Searching for words with specific format in Microsoft Word

Technology specific object identification, supported applications, web technologies, and 3rd party controls.
dmg
Posts: 4
Joined: Tue Mar 01, 2016 5:06 pm

Searching for words with specific format in Microsoft Word

Post by dmg » Wed May 09, 2018 10:27 am

Hi! First of all, I want to apologize if I should have written this message in another section or if the topic already exists, I've done some research within the forum but I haven't come up with a solution. I've already read these topics (I can't link URLs as my account is new):
Forum: ...automation-microsoft-word-2013-t6550
Forum: ...automating-outlook-t1239
Ranorex website: help/latest/technology-instrumentation/testing-of-legacy-applications

I'm working with Windows 10 Enterprise, Ranorex 8.1.1 and Microsoft Word 2010. My objective is to find all the words in a document (Microsoft Word) that fulfill a specific format, which is: red and underlined or red and strike-through. See some examples in the picture I've attached.
First of all, I've tried to perform it by means of Ranorex Spy, adding class name to GPI capture list. However, Spy can't detect every word, it seems to detect some kind of text blocks whose pattern is unknown for me. Please, check the Ranorex Spy snapshot and compare it the Word document appearance that I've attached. As well as not detecting word by word, I can't see the properties involving underlined and strike-through, I just can see the color property. Has Ranorex got something to perform that?

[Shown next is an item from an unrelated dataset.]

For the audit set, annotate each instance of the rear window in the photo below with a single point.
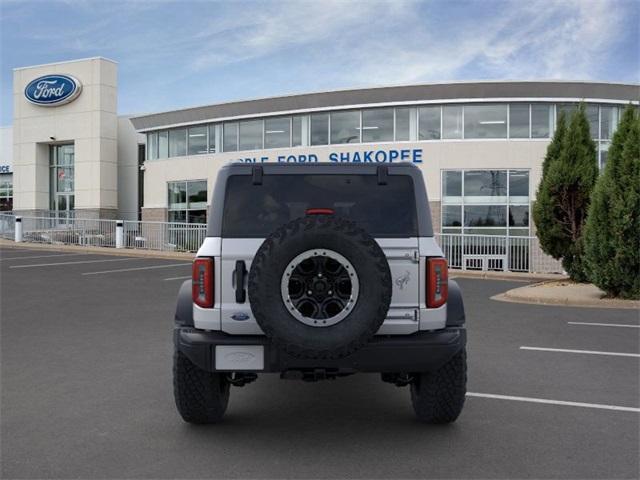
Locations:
(257, 210)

My alternative has been to use some code in C# adapted to Microsoft, like explained in msdn.microsoft.com/en-us/library/kw65a0we.aspx and docs.microsoft.com/en-us/dotnet/csharp/programming-guide/interop/how-to-access-office-onterop-objects
I've managed to do researches by words, although not by color, underlined or strike-through properties. For the color research:
Word.Range auxrng = myDocument.Content;
auxrng.Find.ClearFormatting();
auxrng.Find.Forward = true; 
auxrng.Find.Font.ColorIndex=Word.WdColorIndex.wdRed; //red color search.
auxrng.Select(); // It is selecting the whole previous range, no distinction for the first red word
auxrng.Find.Execute("");
auxrng.Find.Font.Underline=Word.WdUnderline.wdUnderlineSingle;         		
auxrng.Select(); /it is selecting the whole previous range again
auxrng.Find.Execute("");
Before this code, I had written previous code to communicate Ranorex and Microsoft Word, no problems with that.
Word.Application wordApp = new Word.ApplicationClass();
Word.Document myDocument = wordApp.Documents.Open(wordComparedFilePath);
wordApp.Visible = true;
Even, as said, I've managed to define ranges starting by a specific searched word and ending with another word.
Regarding the strike-through words, I haven't found a code for searching them, just this: auxrng.Find.Font.Underline.StrikeThrough
I'm afraid this method returns a boolean but does not modify the range.
I would appreciate very much if someone could help me on this. If you need more files or information, ask me ;)
Attachments
document_appearance-Word.jpg
document_appearance-Word.jpg (27.92 KiB) Viewed 331 times
Document_snapshot.rxsnp
(108.49 KiB) Downloaded 11 times

User avatar
RobinHood42
Posts: 238
Joined: Fri Jan 09, 2015 3:24 pm

Re: Searching for words with specific format in Microsoft Word

Post by RobinHood42 » Mon May 14, 2018 8:49 am

Hi dmg,
My objective is to find all the words in a document (Microsoft Word) that fulfill a specific format, which is: red and underlined or red and strike-through. See some examples in the picture I've attached.
First of all, I've tried to perform it by means of Ranorex Spy, adding class name to GPI capture list. However, Spy can't detect every word, it seems to detect some kind of text blocks whose pattern is unknown for me. Please, check the Ranorex Spy snapshot and compare it the Word document appearance that I've attached. As well as not detecting word by word, I can't see the properties involving underlined and strike-through, I just can see the color property. Has Ranorex got something to perform that?
The words within a Word doc are drawn, so there is no object recognition, besides GDI, available. The only way to "check" the format of the text and formatting would be to compare images, which is not really reliable.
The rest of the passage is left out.